Dieses Husten, welches durch den Reiz der mit offenen
Munde eingeatmeten Luft auf den Luftröhrenkopf erregt
wird,* nun zu hemmen, bedurfte es einer nicht mechanischen
(pharmazeutischen), sondern nur unmittelbaren Gemütsoperation:
nämlich die Aufmerksamkeit auf diesen
Reiz dadurch ganz abzulenken, daß sie mit Anstrengung
auf irgend ein Objekt (wie oben bei krampfhaften Zufällen)
gerichtet, und dadurch das Ausstoßen der Luft gehemmet
wurde, welches mir, wie ich es deutlich fühlete, das Blut ins
Gesicht trieb, wobei aber der durch denselben Reiz erregte
flüssige Speichel (saliva) die Wirkung dieses Reizes, nämlich
die Ausstoßung der Luft, verhinderte, und ein Herunterschlucken
dieser Feuchtigkeit bewirkte. - - Eine Gemütsoperation,
zu der ein recht großer Grad des festen Vorsatzes
erforderlich, der aber darum auch desto wohltätiger ist.
* Sollte auch nicht die atmosphärische Luft, wenn sie durch die
Eustachische Röhre (also bei geschlossenen Lippen) zirkuliert, dadurch,
daß sie auf diesem dem Gehirn nahe liegenden Umwege Sauerstoff absetzt,
das erquickende Gefühl gestärkter Lebensorgane bewirken; welches
dem ähnlich ist, als ob man Luft trinke; wobei diese, ob sie zwar keinen
Geruch hat, doch die Geruchsnerven und die denselben nahe liegende
einsaugende Gefäße stärkt? Bei manchem Wetter findet sich
dieses Erquickliche des Genusses der Luft nicht; bei anderem ist es eine
wahre Annehmlichkeit, sie auf seiner Wanderung mit langen Zügen zu
trinken: welches das Einatmen mit offenem Munde nicht bewährt. - -
Das ist aber von der größten diätetischen Wichtigkeit, den Atemzug
durch die Nase bei geschlossenen Lippen sich so zur Gewohnheit zu
machen, daß er selbst im tiefsten Schlaf nicht anders verrichtet wird,
und man sogleich aufwacht, sobald er mit offenem Munde geschieht,
und dadurch gleichsam aufgeschreckt wird; wie ich das anfänglich, ehe
es mir zur Gewohnheit wurde, auf solche Weise zu atmen, bisweilen erfuhr. -
Wenn man genötigt ist, stark oder bergan zu schreiten, so gehört
größere Stärke des Vorsatzes dazu, von jener Regel nicht abzuweichen,
und eher seine Schritte zu mäßigen, als von ihr eine Ausnahme zu
machen; ingleichen, wenn es um starke Motion zu tun ist, die etwa ein
Erzieher seinen Zöglingen geben will, daß dieser sie ihre Bewegung lieber
stumm, als mit öfterer Einatmung durch den Mund machen lasse.
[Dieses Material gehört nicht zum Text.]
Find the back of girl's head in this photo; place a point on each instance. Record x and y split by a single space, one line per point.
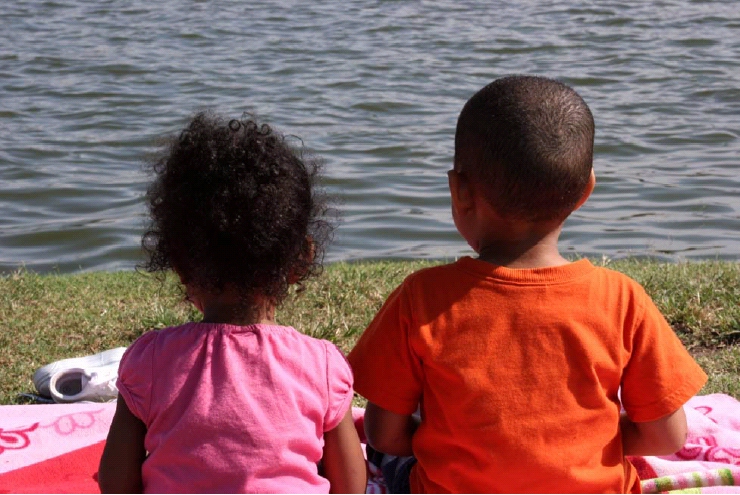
234 206
528 143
Meine jungen Freunde (ehemalige Zuhörer) haben diese diätetische
Maxime als probat und heilsam gepriesen, und sie nicht unter die Kleinigkeiten
gezählt, weil sie bloßes Hausmittel ist, das den Arzt entbehrlich
macht. - Merkwürdig ist noch: daß, da es scheint, beim lange fortgesetzten
Sprechen geschehe das Einatmen auch durch den so oft
geöffneten Mund, mithin jene Regel werde da doch ohne Schaden überschritten,
es sich wirklich nicht so verhält. Denn es geschieht doch auch
durch die Nase. Denn wäre diese zu der Zeit verstopft, so würde man
von dem Redner sagen, er spreche durch die Nase (ein sehr widriger
Laut), indem er wirklich nicht durch die Nase spräche, und umgekehrt,
er spreche nicht durch die Nase, indem er wirklich durch die Nase
spricht: wie es Hr. Hofr. Lichtenberg launicht und richtig bemerkt. -
Das ist auch der Grund, warum der, welcher lange und laut spricht (Vorleser
oder Prediger), es ohne Rauhigkeit der Kehle eine Stunde lang
wohl aushalten kann; weil nämlich sein Atemziehen eigentlich durch
die Nase, nicht durch den Mund, geschieht, als durch welchen nur das
Ausatmen verrichtet wird. Ein Nebenvorteil dieser Angewohnheit
des Atemzuges mit beständig geschlossenen Lippen, wenn man für sich
allein wenigstens nicht im Diskurs begriffen ist, ist der: daß die sich
immer absondernde und den Schlund befeuchtende Saliva hiebei zugleich
als Verdauungsmittel (stomachale), vielleicht auch (verschluckt)
als Abführungsmittel wirkt; wenn man fest genug entschlossen ist, sie
nicht durch üble Angewohnheit zu verschwenden.